Implement special functions: erf, erfc, etc.

[ChristopherMayes]

How can we implement special functions, such as erf?

using TaylorSeries, SpecialFunctions 
t = Taylor1(Float64, 5)
erf(t)

returns:

MethodError: no method matching erf(::Taylor1{Float64})

[lbenet]

Thanks for reaching out!

The basic approach to implement the Taylor series of any function begins on the differential equation that the function satisfies. The equation is solved by assuming that the solution has a polynomial (Taylor) expansion, and the coefficients of that polynomial are obtained recursively. The initial condition of the differential equation is related to the value of the function you are interested at the point around which you want to Taylor expand. See the docs here for more details. My recommendation is that, as an exercise, you try to obtain the coefficients of exp(f(t)), where f(t) is a known polynomial, from the differential equation it has to satisfy. (You only need to use the product of polynomials at some point, and differentiate polynomials.)

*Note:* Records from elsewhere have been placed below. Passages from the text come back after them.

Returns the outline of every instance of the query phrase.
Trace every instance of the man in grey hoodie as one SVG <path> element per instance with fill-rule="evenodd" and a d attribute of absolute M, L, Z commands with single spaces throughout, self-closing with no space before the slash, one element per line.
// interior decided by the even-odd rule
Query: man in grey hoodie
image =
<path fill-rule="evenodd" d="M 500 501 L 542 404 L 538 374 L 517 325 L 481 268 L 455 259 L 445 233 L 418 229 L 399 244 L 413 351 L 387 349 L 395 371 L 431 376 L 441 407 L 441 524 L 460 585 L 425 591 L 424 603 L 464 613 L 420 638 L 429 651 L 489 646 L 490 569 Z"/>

If you do not want to implement the most general form, implement the Taylor series around 0 for erf and then use update! in small-enough steps, until you get to the point around which you want the Taylor expansion. But be aware that floating point error may accumulate.

I hope this helps.

[ChristopherMayes]

The derivative of erf is defined in terms of elementary functions in closed form:

https://en.wikipedia.org/wiki/Error_function

It looks like Julia ultimately calls a C function:
https://specialfunctions.juliamath.org/stable/functions_list/

There are many such functions. It would be elegant if just this knowledge could be coded - is that possible?

[lbenet]

I do think it is possible to code it; the next two weeks I'm too busy. If you want to give it a try, I can help.

[ChristopherMayes]

@lbenet thank you for the quick replies! I don't have the skills to do this at the moment. But, to be clear, what I mean is is to write some sort of code generation function that takes an existing scalar function (e.g. SpecialFunctions.erf) and its derivative function (e.g. derivative_erf(x) = ... or better if there were an existing SpecialFunctions.derivative_erf) that's defined in terms of functions that TaylorSeries.jl already understands. Then many special functions could be defined with one-liners.